Basically the code hangs out after printing Init COMPLETE. In comparison, below is the the log message running the same code but with tp_size=1

[2025-03-19 10:01:24,600] [INFO] [real_accelerator.py:222:get_accelerator] Setting ds_accelerator to cuda (auto detect)
[2025-03-19 10:01:27,152] [WARNING] [runner.py:215:fetch_hostfile] Unable to find hostfile, will proceed with training with local resources only.
[2025-03-19 10:01:27,152] [INFO] [runner.py:607:main] cmd = /home/<my user name>/anaconda3/envs/llm/bin/python -u -m deepspeed.launcher.launch --world_info=eyJsb2NhbGhvc3QiOiBbMCwgMV19 --master_addr=127.0.0.1 --master_port=29500 --enable_each_rank_log=None test_deepspeed.py
[2025-03-19 10:01:29,285] [INFO] [real_accelerator.py:222:get_accelerator] Setting ds_accelerator to cuda (auto detect)
[2025-03-19 10:01:31,860] [INFO] [launch.py:139:main] 0 NCCL_ASYNC_ERROR_HANDLING=1
[2025-03-19 10:01:31,860] [INFO] [launch.py:139:main] 0 NCCL_DEBUG=INFO
[2025-03-19 10:01:31,860] [INFO] [launch.py:146:main] WORLD INFO DICT: {'localhost': [0, 1]}
[2025-03-19 10:01:31,860] [INFO] [launch.py:152:main] nnodes=1, num_local_procs=2, node_rank=0
[2025-03-19 10:01:31,860] [INFO] [launch.py:163:main] global_rank_mapping=defaultdict(<class 'list'>, {'localhost': [0, 1]})

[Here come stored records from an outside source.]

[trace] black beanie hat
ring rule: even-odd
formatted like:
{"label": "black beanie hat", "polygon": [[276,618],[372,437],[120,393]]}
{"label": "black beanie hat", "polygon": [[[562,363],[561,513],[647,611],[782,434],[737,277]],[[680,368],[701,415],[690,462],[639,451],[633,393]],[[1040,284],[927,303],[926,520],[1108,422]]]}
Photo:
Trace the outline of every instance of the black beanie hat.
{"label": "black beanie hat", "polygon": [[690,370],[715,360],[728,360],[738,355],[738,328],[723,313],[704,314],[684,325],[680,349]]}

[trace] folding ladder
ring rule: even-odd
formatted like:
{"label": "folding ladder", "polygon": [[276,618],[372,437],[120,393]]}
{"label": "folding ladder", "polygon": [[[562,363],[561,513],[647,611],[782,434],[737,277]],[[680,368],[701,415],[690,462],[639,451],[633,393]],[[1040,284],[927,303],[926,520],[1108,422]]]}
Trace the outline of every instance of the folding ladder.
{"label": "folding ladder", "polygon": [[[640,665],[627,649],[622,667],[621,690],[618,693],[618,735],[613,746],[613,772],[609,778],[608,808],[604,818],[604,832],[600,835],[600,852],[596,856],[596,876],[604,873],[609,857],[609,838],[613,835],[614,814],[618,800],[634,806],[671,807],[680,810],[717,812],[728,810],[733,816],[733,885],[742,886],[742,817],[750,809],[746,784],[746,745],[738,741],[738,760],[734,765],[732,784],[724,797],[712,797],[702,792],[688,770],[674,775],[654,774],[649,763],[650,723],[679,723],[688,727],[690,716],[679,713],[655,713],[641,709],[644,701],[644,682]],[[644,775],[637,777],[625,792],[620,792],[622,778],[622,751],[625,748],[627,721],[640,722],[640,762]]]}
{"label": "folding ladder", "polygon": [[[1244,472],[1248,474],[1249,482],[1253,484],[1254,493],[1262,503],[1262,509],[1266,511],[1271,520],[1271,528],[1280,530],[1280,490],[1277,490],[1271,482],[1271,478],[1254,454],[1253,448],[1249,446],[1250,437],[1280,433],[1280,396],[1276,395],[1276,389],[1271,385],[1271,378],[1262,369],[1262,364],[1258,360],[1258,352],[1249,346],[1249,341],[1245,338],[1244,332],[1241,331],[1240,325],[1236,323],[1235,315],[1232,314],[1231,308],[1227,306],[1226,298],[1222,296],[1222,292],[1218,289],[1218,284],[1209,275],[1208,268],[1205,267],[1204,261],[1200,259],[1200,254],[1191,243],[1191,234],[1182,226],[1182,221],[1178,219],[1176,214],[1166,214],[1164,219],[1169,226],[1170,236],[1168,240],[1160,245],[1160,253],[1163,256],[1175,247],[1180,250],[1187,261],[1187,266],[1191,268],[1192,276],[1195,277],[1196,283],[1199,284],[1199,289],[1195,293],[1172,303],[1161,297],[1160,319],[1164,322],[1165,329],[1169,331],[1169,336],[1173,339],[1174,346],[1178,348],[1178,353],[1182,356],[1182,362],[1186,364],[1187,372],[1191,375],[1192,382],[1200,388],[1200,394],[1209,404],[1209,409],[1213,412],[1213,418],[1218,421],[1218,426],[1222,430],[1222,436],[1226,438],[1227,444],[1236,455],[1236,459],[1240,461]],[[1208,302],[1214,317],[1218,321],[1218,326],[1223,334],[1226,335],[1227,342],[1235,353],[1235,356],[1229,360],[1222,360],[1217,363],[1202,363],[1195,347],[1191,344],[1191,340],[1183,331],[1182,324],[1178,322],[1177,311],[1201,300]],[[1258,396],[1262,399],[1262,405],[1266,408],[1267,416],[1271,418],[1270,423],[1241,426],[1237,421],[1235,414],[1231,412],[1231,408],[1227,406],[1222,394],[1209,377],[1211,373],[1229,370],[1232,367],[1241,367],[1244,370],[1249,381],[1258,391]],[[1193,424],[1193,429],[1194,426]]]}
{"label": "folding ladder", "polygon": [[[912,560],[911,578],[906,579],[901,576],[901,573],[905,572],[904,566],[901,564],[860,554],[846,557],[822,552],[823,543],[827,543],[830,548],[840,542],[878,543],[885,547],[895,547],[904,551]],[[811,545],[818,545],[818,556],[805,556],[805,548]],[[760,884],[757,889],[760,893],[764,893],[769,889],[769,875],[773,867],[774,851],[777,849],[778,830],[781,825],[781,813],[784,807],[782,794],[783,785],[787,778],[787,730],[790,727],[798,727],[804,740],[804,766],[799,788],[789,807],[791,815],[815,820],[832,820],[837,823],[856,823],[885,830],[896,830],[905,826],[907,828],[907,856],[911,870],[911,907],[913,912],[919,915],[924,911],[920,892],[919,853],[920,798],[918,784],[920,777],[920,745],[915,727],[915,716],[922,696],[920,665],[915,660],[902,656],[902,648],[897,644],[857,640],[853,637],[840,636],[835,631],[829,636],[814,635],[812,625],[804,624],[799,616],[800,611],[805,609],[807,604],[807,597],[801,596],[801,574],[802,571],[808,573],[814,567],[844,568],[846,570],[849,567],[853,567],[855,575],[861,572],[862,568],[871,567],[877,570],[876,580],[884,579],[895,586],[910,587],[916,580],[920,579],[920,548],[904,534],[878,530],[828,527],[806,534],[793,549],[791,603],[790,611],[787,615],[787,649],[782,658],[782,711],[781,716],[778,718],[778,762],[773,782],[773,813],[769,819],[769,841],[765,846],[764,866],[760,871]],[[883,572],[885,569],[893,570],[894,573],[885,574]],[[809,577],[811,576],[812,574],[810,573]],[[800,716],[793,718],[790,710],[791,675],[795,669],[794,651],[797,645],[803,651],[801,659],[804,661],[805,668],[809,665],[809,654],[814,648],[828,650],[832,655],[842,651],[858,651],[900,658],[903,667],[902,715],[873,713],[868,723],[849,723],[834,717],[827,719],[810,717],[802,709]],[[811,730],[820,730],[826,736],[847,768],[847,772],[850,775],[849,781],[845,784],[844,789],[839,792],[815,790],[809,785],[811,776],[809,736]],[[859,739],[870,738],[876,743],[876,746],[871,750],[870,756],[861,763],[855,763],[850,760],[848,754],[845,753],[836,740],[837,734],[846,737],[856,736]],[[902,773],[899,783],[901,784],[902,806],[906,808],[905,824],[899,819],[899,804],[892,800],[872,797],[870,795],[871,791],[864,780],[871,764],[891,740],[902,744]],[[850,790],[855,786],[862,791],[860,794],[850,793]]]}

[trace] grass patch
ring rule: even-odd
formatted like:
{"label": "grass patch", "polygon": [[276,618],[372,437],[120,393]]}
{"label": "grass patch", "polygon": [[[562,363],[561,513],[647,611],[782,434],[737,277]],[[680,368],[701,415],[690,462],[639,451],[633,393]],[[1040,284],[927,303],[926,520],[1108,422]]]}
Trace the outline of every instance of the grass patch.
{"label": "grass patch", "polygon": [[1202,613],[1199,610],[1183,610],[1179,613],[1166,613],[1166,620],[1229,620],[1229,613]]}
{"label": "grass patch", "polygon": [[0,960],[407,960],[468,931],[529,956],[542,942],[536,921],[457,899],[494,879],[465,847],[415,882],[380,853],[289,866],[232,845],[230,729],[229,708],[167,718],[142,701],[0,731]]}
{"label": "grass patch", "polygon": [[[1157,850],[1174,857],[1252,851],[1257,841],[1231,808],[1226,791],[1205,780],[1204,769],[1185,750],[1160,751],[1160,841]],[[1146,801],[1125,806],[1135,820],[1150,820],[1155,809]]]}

[2025-03-19 10:01:31,860] [INFO] [launch.py:164:main] dist_world_size=2
[2025-03-19 10:01:31,860] [INFO] [launch.py:168:main] Setting CUDA_VISIBLE_DEVICES=0,1
[2025-03-19 10:01:31,862] [INFO] [launch.py:256:main] process 3711589 spawned with command: ['/home/<my user name>/anaconda3/envs/llm/bin/python', '-u', 'test_deepspeed.py', '--local_rank=0']

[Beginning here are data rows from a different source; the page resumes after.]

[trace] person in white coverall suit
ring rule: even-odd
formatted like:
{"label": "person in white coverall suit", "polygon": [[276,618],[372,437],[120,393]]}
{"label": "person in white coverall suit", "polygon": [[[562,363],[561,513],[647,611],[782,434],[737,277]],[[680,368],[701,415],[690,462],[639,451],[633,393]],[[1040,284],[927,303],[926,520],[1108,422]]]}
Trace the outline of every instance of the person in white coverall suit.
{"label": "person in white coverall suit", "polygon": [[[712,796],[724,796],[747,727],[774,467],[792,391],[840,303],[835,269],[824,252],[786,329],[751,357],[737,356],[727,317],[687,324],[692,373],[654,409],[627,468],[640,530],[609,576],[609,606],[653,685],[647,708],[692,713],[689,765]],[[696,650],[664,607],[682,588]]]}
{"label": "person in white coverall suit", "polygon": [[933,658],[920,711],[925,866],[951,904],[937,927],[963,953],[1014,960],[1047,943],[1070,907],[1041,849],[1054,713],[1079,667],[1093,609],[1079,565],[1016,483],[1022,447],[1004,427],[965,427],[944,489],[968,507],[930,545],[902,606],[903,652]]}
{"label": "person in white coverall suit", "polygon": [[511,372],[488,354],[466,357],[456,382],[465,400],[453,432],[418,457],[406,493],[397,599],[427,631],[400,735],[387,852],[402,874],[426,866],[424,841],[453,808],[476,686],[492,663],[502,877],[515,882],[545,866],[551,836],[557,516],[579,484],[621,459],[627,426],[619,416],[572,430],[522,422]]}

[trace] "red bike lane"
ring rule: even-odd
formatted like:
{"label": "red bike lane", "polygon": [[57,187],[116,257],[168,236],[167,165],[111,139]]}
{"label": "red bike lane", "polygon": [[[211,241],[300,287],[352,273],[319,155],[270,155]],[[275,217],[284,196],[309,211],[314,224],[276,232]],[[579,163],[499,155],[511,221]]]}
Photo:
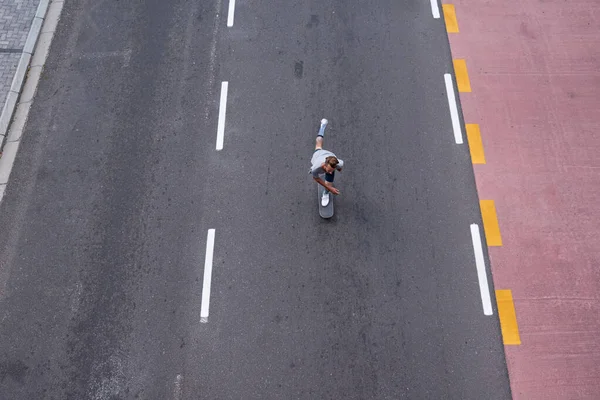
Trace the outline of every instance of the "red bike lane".
{"label": "red bike lane", "polygon": [[494,284],[521,340],[505,346],[513,398],[600,399],[600,2],[451,4],[477,188],[501,233]]}

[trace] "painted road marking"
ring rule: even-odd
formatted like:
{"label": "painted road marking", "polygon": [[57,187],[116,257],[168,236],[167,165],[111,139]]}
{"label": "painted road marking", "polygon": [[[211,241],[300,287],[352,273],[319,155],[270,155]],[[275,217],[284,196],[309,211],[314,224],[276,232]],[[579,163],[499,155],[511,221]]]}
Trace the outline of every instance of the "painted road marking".
{"label": "painted road marking", "polygon": [[227,14],[227,26],[233,26],[233,14],[235,13],[235,0],[229,0],[229,13]]}
{"label": "painted road marking", "polygon": [[213,251],[215,249],[215,230],[209,229],[206,237],[206,258],[204,259],[204,279],[202,281],[202,304],[200,306],[200,322],[208,322],[208,306],[210,304],[210,283],[212,280]]}
{"label": "painted road marking", "polygon": [[483,153],[483,142],[481,141],[481,132],[478,124],[466,124],[467,140],[469,142],[469,151],[473,164],[485,164],[485,155]]}
{"label": "painted road marking", "polygon": [[433,18],[440,17],[440,7],[437,0],[431,0],[431,13],[433,14]]}
{"label": "painted road marking", "polygon": [[173,387],[173,400],[181,400],[181,386],[183,383],[183,375],[177,374]]}
{"label": "painted road marking", "polygon": [[225,113],[227,111],[227,90],[229,82],[221,83],[221,101],[219,105],[219,122],[217,125],[217,150],[223,149],[223,137],[225,136]]}
{"label": "painted road marking", "polygon": [[442,4],[444,11],[444,20],[446,21],[446,32],[458,33],[458,20],[456,19],[456,10],[454,4]]}
{"label": "painted road marking", "polygon": [[456,96],[454,95],[452,76],[450,74],[444,74],[444,81],[446,82],[446,93],[448,94],[448,106],[450,106],[450,118],[452,118],[454,140],[456,143],[462,144],[462,131],[460,129],[460,120],[458,119],[458,106],[456,105]]}
{"label": "painted road marking", "polygon": [[512,291],[508,289],[496,290],[496,302],[498,303],[498,316],[500,317],[500,328],[502,328],[504,344],[521,344]]}
{"label": "painted road marking", "polygon": [[456,73],[456,84],[460,93],[471,92],[471,82],[467,73],[467,61],[457,59],[454,61],[454,73]]}
{"label": "painted road marking", "polygon": [[498,215],[496,214],[496,205],[494,200],[481,200],[481,216],[483,218],[483,229],[485,230],[485,239],[488,246],[502,246],[502,236],[500,236],[500,224],[498,224]]}
{"label": "painted road marking", "polygon": [[481,234],[479,225],[471,224],[471,239],[473,240],[473,252],[475,253],[475,266],[477,267],[477,279],[479,280],[479,291],[481,292],[481,303],[483,314],[492,315],[492,300],[490,298],[490,287],[485,272],[485,260],[483,259],[483,247],[481,246]]}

[2025-03-19 10:01:31,863] [INFO] [launch.py:256:main] process 3711590 spawned with command: ['/home/<my user name>/anaconda3/envs/llm/bin/python', '-u', 'test_deepspeed.py', '--local_rank=1']

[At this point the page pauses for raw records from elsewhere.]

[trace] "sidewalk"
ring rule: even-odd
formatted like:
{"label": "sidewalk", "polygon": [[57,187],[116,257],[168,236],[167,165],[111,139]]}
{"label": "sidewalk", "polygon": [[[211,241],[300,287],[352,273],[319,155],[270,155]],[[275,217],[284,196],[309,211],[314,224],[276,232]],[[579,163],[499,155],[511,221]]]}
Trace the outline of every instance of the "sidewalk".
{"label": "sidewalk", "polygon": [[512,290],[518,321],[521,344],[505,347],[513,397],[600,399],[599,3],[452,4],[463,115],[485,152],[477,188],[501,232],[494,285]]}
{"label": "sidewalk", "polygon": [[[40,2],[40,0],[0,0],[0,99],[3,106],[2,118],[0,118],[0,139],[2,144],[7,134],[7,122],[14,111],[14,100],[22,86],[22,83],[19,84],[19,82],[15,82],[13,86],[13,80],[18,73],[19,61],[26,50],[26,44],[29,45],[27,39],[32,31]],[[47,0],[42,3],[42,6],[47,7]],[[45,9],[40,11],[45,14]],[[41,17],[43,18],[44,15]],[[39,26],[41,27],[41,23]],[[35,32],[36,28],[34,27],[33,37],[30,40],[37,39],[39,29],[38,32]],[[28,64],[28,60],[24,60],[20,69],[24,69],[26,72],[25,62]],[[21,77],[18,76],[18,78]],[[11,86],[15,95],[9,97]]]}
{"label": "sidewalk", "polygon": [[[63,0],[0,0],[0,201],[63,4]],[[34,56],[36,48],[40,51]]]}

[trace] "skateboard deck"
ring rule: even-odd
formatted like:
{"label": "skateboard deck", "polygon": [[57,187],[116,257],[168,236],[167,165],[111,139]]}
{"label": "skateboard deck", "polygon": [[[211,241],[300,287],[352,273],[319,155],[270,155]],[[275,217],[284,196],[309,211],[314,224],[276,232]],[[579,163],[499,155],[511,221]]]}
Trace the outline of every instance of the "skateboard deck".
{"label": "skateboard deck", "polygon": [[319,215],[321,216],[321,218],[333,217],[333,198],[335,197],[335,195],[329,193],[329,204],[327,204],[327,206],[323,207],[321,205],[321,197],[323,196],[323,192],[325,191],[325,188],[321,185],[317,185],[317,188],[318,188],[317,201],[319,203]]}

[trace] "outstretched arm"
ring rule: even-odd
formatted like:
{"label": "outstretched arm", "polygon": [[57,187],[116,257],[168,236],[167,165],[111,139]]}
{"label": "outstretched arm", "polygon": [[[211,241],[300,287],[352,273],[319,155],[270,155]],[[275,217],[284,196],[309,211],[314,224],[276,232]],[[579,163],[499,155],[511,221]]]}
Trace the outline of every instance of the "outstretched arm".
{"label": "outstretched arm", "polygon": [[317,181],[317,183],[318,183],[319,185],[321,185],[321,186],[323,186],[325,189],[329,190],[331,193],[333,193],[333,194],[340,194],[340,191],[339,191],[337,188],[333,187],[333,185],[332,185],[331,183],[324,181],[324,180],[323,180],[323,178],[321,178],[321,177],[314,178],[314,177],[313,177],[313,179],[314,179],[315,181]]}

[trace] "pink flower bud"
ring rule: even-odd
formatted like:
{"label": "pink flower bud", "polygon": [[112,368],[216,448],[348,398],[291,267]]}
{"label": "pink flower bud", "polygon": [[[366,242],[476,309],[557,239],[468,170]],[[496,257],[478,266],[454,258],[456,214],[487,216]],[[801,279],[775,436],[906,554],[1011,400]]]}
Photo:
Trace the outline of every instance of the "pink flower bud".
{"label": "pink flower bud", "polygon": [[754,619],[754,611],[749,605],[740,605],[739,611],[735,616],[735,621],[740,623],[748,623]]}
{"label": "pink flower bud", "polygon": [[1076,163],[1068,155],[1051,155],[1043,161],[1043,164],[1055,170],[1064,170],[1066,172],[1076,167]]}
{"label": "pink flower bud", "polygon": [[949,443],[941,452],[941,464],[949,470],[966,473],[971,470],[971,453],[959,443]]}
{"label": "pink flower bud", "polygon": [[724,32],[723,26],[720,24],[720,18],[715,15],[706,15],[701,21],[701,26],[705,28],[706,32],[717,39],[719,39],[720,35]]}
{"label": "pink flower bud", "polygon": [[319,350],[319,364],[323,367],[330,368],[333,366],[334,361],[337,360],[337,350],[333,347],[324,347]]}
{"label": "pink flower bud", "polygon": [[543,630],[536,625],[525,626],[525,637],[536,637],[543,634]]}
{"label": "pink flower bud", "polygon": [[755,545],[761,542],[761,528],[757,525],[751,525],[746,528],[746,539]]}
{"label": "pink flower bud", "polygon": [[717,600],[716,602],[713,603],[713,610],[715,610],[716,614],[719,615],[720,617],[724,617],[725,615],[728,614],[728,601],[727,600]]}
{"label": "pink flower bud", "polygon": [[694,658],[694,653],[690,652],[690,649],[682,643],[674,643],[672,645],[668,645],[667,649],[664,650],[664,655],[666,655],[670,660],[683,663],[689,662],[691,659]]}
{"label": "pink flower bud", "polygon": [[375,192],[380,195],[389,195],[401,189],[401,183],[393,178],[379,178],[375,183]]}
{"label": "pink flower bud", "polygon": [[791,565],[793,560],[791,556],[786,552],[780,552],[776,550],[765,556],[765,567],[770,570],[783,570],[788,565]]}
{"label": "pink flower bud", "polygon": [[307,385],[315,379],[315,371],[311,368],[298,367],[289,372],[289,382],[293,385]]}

[2025-03-19 10:01:35,736] [INFO] [real_accelerator.py:222:get_accelerator] Setting ds_accelerator to cuda (auto detect)
[2025-03-19 10:01:35,799] [INFO] [real_accelerator.py:222:get_accelerator] Setting ds_accelerator to cuda (auto detect)
[W319 10:01:37.240582657 Utils.hpp:135] Warning: Environment variable NCCL_ASYNC_ERROR_HANDLING is deprecated; use TORCH_NCCL_ASYNC_ERROR_HANDLING instead (function operator())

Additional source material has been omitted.